15 sujets de 1 à 15 (sur un total de 15)
  • Modérateur
    Posts2015
    Member since: 26 août 2013
    Isly, entre sabres et sable

    Une bataille qui fera beaucoup parler d’elle et qui opposera une armée jusqu’ici invaincue sur son propre sol et des troupes d’une armée d’Afrique qui est impatiente de moissonner les lauriers de la victoire, voilà ce qu’est la bataille d’Isly du 14 août 1844.

    I. Contexte :

    1. La conquête de l’Algérie et le maréchal Bugeaud :

    La conquête de l’Algérie est entreprise au début de juillet 1830 par la France de Charles X d’abord pour venger l’affront qui a été fait à l’un de ses consuls par le dey d’Alger. Après la prise d’Alger elle-même, la monarchie de Juillet de Louis-Philippe d’Orléans, qui avait entretemps remplacé le réactionnaire Charles, avait décidé de se contenter d’une «occupation restreinte» du territoire nord-africain, en particulier les ports. Cependant, l’intérieur des terres était en proie à une quasi-anarchie d’où émergèrent deux hommes forts : le bey Ahmed dans le Constantinois, qui fut rapidement subjugué en 1837 et le marabout Abd el-Kader….

    Abd el-Kader signait dans un premier temps le traité de Tafna du 30 mai 1837 avec les Français. Ayant renforcé son autorité, Abd el-Kader dénonca une violation de ce traité en 1839 lorsque le maréchal Valée passa les Portes de fer avec ses troupes. La guerre reprit alors. Paris nomma alors Bugeaud gouverneur général de l’Algérie avec mission d’écraser le «marabout».

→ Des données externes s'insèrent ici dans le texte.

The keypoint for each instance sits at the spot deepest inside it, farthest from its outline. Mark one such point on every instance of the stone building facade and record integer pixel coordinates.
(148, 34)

    Thomas-Robert Bugeaud de La Piconnerie (1784-1849) est un officier français qui a fait toutes ses «classes» durant les guerres napoléoniennes, ce qui le marquera durablement. Caporal dans la garde impériale à Austerlitz, capitaine durant la guerre d’Espagne où il sert dans le corps du maréchal Suchet, il termina les Cents-Jours avec le grade de colonel. Libéral (et au fond bonapartiste), il est tenu à l’état de demi-solde par la Restauration. C’est la monarchie de Juillet qui le réintégra dans l’armée avec rang de maréchal de camp (aujourd’hui, cela correspond à celui de général de brigade). Partisan des Orléans, il se fait élire député et rempli des missions peu glorieuses comme la garde de la duchesse de Berry (opposante légitimiste qui avait tenté de soulever la Vendée contre Louis-Philipe) ou la répression de l’insurrection de 1834 (où on lui attribua à tort des exactions de soudards).

    https://upload.wikimedia.org/wikipedia/commons/thumb/d/dc/Bugeaud,_Thomas_-_2.jpg/250px-Bugeaud,_Thomas_-_2.jpg
    Le maréchal Bugeaud. Sa devise “Ense et aratro”, “Par l’épée et par la charrue” illustre son programme : combattre l’ennemi et utiliser sa conquête pacifiquement.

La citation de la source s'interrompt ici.